The students progressed with their addition and subtraction between interviews, especially learning their doubles, fives, and tens. All four students seemed to use these three skills often, especially when working with larger numbers.

Derek: When solving 5+4, he said he knew that 4 is one less than 5, so he just doubled 5 and took away 1. Derek always gets the right answer to the questions, but his explanations are long-winded and confusing. He works very well with his doubles.

Elizabeth: For the questions that Elizabeth doesn't know immediately, she solves them by using her fingers. For 11-7, she says she pretended there was one more finger, then took away 7. She got confused, though, and ended up with 3. When solving 9+6, she said immediately that the answer was 15 because 10+6=16, so 9+6=15. She is good with logic, and she uses her tens, fives, and doubles whenever possible.

Jim: Jim uses dominos when subtracting, flipping them over as he counts down. He also uses his tens, fives, and doubles. For 15-7, he knew that 7+7=14, and one more is 15, so 1+7=8. I thought his thinking process for solving 7+6 was more complex. He took the 6 and broke it into 3 and 3, then added one 3 to the 7 to make an even 10. Then he had 3 left over, and 10+3=13. His logic is present, but he also changed his answers multiple times, either because he didn't know or because he solved the problem quickly and made a careless mistake.

Lauren: She was very good at addition and subtraction before the elapsed time, but now she always gets the right answer. For 8+9, Lauren took 1 away from the 8 and added it to the 9 to make 10, then added the remaining 7 to get 17. For 12-4, she used her fingers. She pictured 2 imaginary fingers that she immediately took away, then she took away 2 real fingers to give her the answer of 8.

All four children gained logic and problem-solving skills throughout this elapsed time. They all learned to use their finger less and use easy numbers (5 and 10) whenever possible.

Challenge 3

Each child went through the same basic pattern of explaining their thoughts: they began by saying they "just knew how" or they guessed, then would say they counted or used their fingers.

Derek: In the beginning, when asked how he knew the answer, he said he "just did." When prompted to explain further, he said he decides to stop when he gets to big numbers, so he stopped at 14. Derek said he used his fingers to count up from 7 to 15, and he got the correct answer.

Elizabeth: When doing addition with fictitious apples, Elizabeth always reached the correct answer but her explanation was lacking; she would say she didn't know how she got her answer, she just guessed. Toward the end of the video, she would either say that she reached her answer by "counting in her mind" or "counting up."

Jim: Jim always said "I just thought about it for a minute." In the beginning, he said he didn't count, he just saw it in his mind. When doing subtraction with apples (6-2) he said he thought about it for a minute then took away Five and Six, as if they were proper nouns. When completing a different problem, he said that he knew if there were 4 cows and he took away 1, there were 3 left because 3 comes just before 4. Jim had trouble with larger numbers because he did all of his math in his mind.

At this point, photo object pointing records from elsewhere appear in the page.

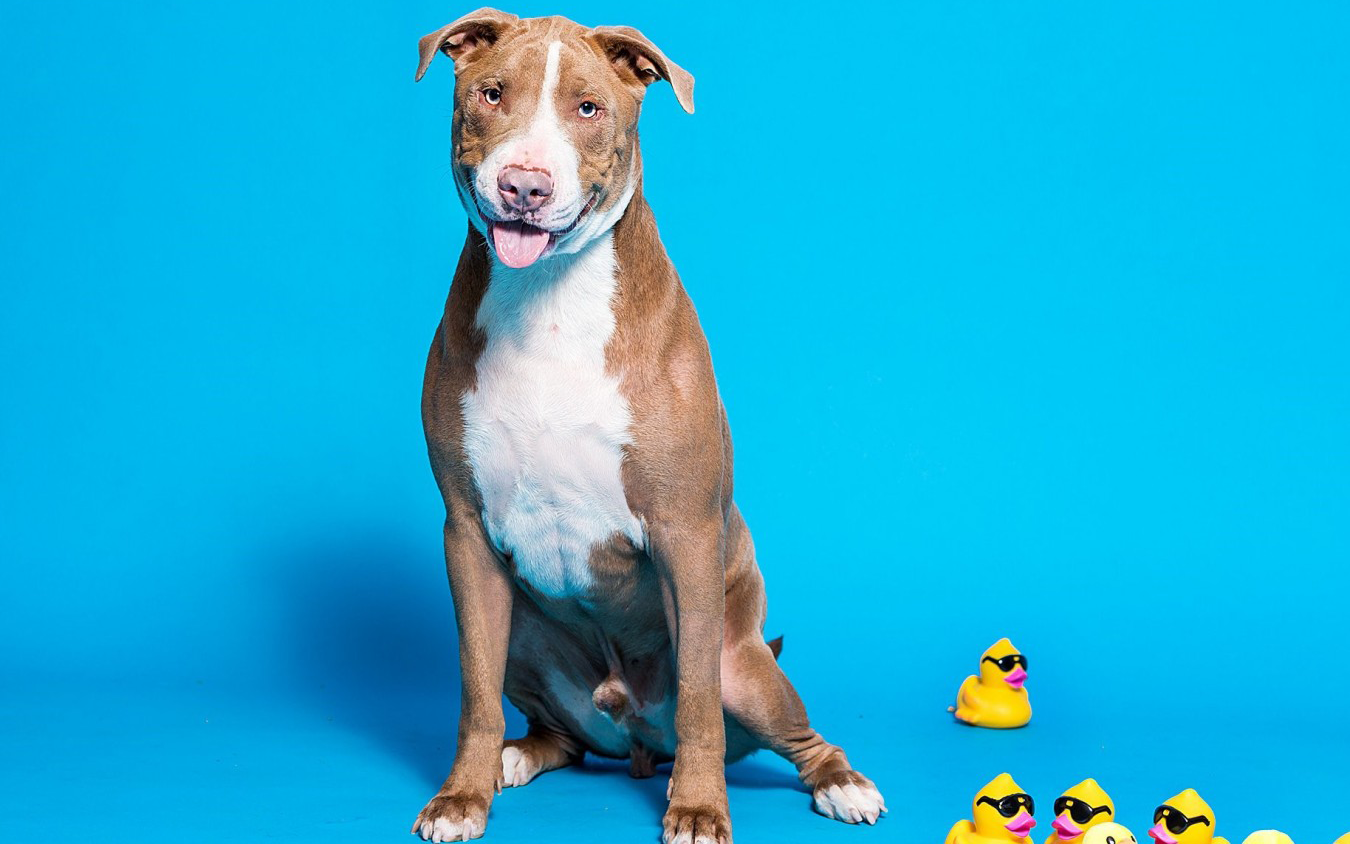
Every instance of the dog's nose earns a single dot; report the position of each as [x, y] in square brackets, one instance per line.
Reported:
[524, 189]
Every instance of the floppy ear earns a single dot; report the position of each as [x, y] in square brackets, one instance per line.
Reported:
[635, 56]
[461, 38]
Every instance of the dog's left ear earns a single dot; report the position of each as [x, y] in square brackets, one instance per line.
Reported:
[637, 58]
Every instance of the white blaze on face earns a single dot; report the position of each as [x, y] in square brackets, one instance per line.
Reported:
[542, 145]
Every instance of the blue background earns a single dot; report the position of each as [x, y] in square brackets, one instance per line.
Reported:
[1040, 328]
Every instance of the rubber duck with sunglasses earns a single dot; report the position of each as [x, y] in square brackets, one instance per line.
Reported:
[1080, 809]
[1002, 813]
[996, 697]
[1185, 819]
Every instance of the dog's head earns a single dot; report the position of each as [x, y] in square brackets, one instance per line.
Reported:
[546, 126]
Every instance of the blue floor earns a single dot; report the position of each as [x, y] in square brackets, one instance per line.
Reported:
[353, 760]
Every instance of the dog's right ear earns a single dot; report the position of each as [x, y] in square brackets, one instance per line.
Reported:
[461, 38]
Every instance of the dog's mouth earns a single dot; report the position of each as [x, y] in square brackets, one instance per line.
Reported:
[520, 243]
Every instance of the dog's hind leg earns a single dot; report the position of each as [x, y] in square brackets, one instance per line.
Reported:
[759, 696]
[542, 750]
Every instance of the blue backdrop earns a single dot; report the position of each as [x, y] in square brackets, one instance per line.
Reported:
[1084, 384]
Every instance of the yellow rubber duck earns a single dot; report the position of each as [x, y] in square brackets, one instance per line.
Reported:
[1271, 836]
[1185, 819]
[1109, 832]
[1080, 809]
[996, 697]
[1002, 813]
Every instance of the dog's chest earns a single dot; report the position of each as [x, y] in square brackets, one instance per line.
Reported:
[546, 426]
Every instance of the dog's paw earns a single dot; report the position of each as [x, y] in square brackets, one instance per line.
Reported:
[695, 825]
[517, 766]
[849, 797]
[451, 817]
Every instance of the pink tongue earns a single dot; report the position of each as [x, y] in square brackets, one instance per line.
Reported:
[519, 245]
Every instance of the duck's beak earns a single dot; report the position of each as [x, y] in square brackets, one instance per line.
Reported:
[1021, 825]
[1065, 828]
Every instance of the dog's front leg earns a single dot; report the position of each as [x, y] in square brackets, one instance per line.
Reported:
[691, 567]
[482, 597]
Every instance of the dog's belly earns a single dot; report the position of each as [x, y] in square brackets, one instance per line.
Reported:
[610, 688]
[546, 424]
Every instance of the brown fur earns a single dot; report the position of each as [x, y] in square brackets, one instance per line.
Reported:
[681, 617]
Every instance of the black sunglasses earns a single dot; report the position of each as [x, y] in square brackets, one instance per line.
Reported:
[1177, 823]
[1010, 805]
[1006, 663]
[1079, 810]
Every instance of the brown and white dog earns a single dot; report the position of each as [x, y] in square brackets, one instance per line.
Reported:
[602, 577]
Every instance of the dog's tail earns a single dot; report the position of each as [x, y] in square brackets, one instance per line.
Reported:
[776, 646]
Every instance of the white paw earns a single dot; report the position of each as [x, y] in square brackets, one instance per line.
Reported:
[852, 802]
[516, 767]
[443, 829]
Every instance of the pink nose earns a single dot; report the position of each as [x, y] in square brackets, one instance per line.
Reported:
[524, 189]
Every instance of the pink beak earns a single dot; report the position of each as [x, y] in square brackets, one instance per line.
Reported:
[1021, 825]
[1161, 833]
[1068, 829]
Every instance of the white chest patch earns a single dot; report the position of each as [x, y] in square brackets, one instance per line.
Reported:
[546, 427]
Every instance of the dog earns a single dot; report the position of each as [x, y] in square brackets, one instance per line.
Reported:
[602, 577]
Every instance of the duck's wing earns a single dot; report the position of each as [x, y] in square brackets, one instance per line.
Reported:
[959, 831]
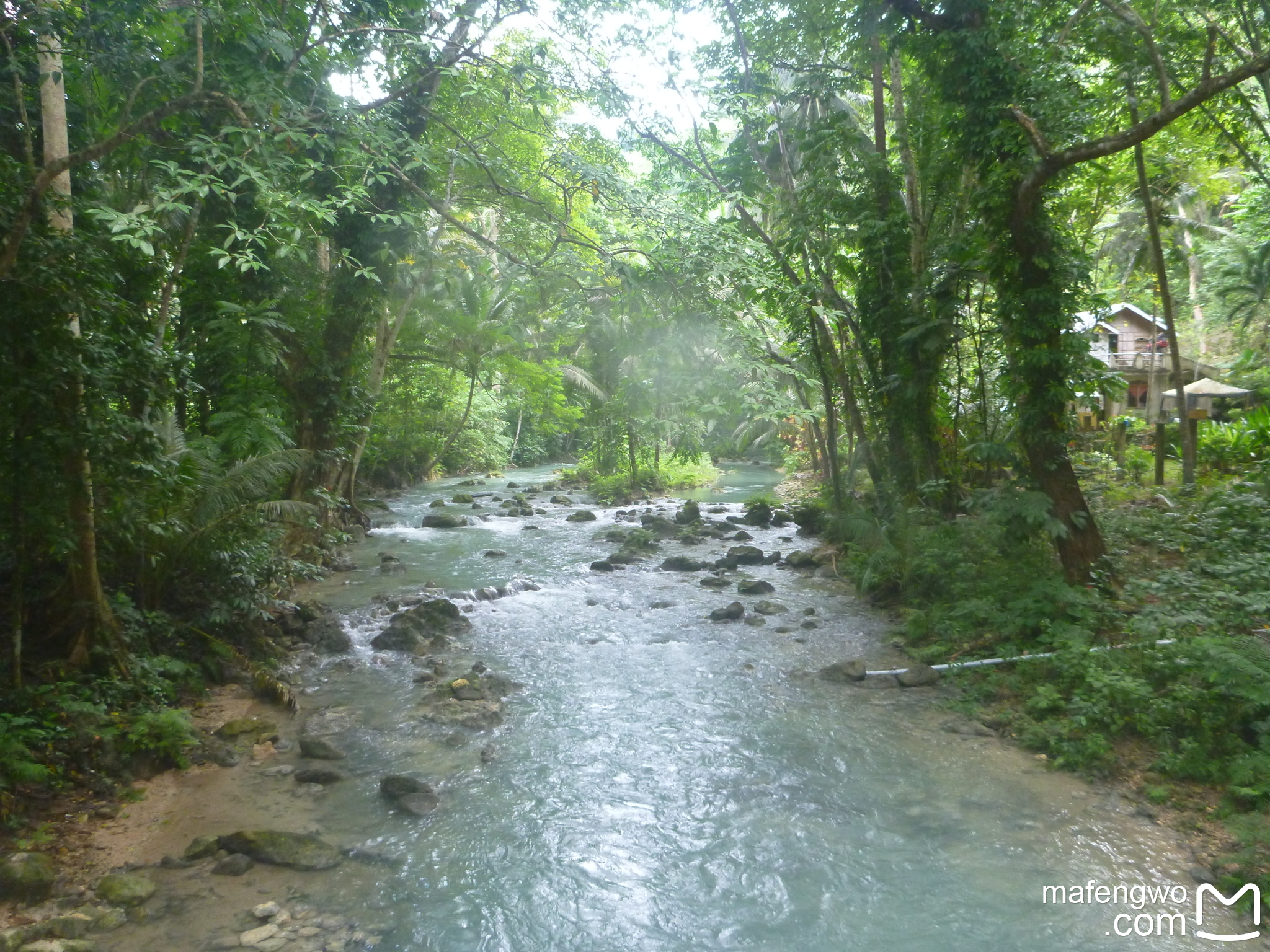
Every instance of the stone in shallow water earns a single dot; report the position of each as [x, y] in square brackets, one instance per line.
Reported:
[728, 614]
[319, 749]
[850, 671]
[125, 889]
[918, 676]
[299, 851]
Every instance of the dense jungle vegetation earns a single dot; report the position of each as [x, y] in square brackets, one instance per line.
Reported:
[239, 305]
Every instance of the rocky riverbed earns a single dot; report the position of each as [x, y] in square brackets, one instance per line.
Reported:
[643, 730]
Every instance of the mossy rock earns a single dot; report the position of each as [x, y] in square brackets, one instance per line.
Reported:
[125, 889]
[246, 725]
[27, 876]
[298, 851]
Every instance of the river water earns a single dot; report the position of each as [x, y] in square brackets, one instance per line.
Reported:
[666, 783]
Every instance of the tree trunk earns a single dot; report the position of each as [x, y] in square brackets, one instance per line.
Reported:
[1196, 273]
[385, 339]
[1166, 304]
[630, 454]
[92, 611]
[516, 439]
[1041, 376]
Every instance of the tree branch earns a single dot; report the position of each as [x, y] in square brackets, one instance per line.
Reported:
[1140, 133]
[17, 232]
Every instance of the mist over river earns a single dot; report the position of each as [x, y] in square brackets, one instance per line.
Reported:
[666, 783]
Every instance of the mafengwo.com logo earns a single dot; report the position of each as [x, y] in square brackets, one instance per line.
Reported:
[1169, 907]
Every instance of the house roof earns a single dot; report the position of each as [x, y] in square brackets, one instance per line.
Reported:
[1095, 320]
[1209, 387]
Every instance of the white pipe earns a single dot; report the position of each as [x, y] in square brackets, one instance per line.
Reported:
[986, 662]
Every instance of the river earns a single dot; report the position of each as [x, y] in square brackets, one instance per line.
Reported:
[666, 783]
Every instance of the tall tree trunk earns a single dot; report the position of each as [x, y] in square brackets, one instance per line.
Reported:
[386, 334]
[93, 615]
[1196, 272]
[1166, 305]
[1034, 342]
[516, 439]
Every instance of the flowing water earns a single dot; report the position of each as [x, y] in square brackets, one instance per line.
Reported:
[667, 783]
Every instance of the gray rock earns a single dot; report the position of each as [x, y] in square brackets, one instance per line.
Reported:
[233, 865]
[443, 521]
[395, 786]
[419, 627]
[766, 607]
[318, 775]
[728, 614]
[299, 851]
[841, 672]
[319, 749]
[418, 804]
[918, 676]
[125, 889]
[327, 633]
[27, 876]
[683, 564]
[202, 847]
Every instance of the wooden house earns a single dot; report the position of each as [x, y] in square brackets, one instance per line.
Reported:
[1133, 345]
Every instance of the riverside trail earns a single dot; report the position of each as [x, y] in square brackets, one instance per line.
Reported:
[658, 782]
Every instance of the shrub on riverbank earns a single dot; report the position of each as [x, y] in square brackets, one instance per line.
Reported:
[666, 475]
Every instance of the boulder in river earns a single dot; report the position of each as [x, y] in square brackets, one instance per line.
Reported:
[746, 555]
[419, 628]
[125, 889]
[409, 795]
[233, 865]
[801, 560]
[683, 564]
[842, 672]
[918, 676]
[327, 635]
[689, 513]
[27, 876]
[298, 851]
[319, 749]
[728, 614]
[443, 521]
[318, 775]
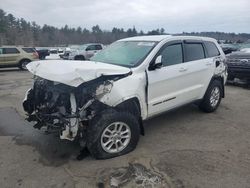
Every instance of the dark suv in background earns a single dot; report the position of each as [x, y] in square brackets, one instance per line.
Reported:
[17, 56]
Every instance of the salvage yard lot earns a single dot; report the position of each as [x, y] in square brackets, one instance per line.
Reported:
[182, 148]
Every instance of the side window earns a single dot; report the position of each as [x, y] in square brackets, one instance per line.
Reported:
[212, 49]
[98, 47]
[29, 50]
[11, 51]
[91, 47]
[172, 55]
[194, 51]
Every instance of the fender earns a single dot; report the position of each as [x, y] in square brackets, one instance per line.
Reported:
[221, 79]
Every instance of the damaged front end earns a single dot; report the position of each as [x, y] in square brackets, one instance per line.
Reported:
[64, 109]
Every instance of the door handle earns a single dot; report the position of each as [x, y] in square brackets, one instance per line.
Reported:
[182, 69]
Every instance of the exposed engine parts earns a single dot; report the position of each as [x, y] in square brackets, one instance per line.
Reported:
[59, 107]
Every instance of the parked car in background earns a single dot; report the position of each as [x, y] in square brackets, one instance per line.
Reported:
[53, 54]
[43, 53]
[227, 48]
[65, 54]
[104, 102]
[85, 52]
[239, 65]
[17, 56]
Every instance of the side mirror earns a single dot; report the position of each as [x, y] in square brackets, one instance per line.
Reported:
[158, 62]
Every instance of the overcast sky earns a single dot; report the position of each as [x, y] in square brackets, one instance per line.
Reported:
[173, 15]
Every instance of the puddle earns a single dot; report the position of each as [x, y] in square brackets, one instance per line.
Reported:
[134, 175]
[53, 150]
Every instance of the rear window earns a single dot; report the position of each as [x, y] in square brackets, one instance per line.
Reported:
[194, 51]
[11, 51]
[29, 50]
[212, 49]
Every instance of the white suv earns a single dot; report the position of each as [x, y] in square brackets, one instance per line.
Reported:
[104, 102]
[85, 52]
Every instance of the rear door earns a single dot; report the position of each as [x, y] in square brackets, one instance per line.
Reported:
[167, 85]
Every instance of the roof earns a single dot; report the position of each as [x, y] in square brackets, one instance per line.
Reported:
[147, 38]
[158, 38]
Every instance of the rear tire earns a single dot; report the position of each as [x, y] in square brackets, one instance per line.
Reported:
[212, 97]
[112, 134]
[23, 63]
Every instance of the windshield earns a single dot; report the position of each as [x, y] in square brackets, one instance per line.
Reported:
[124, 53]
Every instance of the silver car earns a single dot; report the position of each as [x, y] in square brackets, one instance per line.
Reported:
[85, 52]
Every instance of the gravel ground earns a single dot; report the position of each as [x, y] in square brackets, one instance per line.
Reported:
[182, 148]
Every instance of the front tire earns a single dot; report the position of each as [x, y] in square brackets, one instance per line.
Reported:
[112, 134]
[212, 97]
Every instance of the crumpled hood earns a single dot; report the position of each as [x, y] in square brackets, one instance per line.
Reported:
[73, 73]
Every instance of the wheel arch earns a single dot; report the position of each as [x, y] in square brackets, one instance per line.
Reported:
[132, 105]
[221, 80]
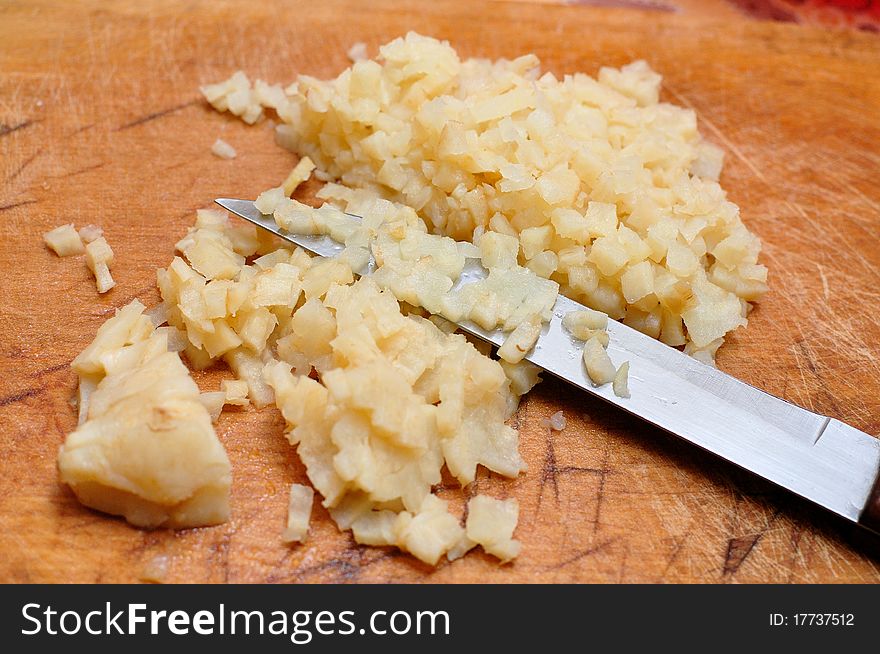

Lauren: In the beginning, Lauren used the dots on the dominos to count up. She was not always accurate, but she used the patterns on the dominos to help her. Even if there wasn't a tangible domino there, she imagined it, suggesting she was good at abstract thinking. Throughout the video, she would explain her answers by using her fingers and counting backwards in her mind. When Lauren understood and came up with the correct answer she could always verbalize it.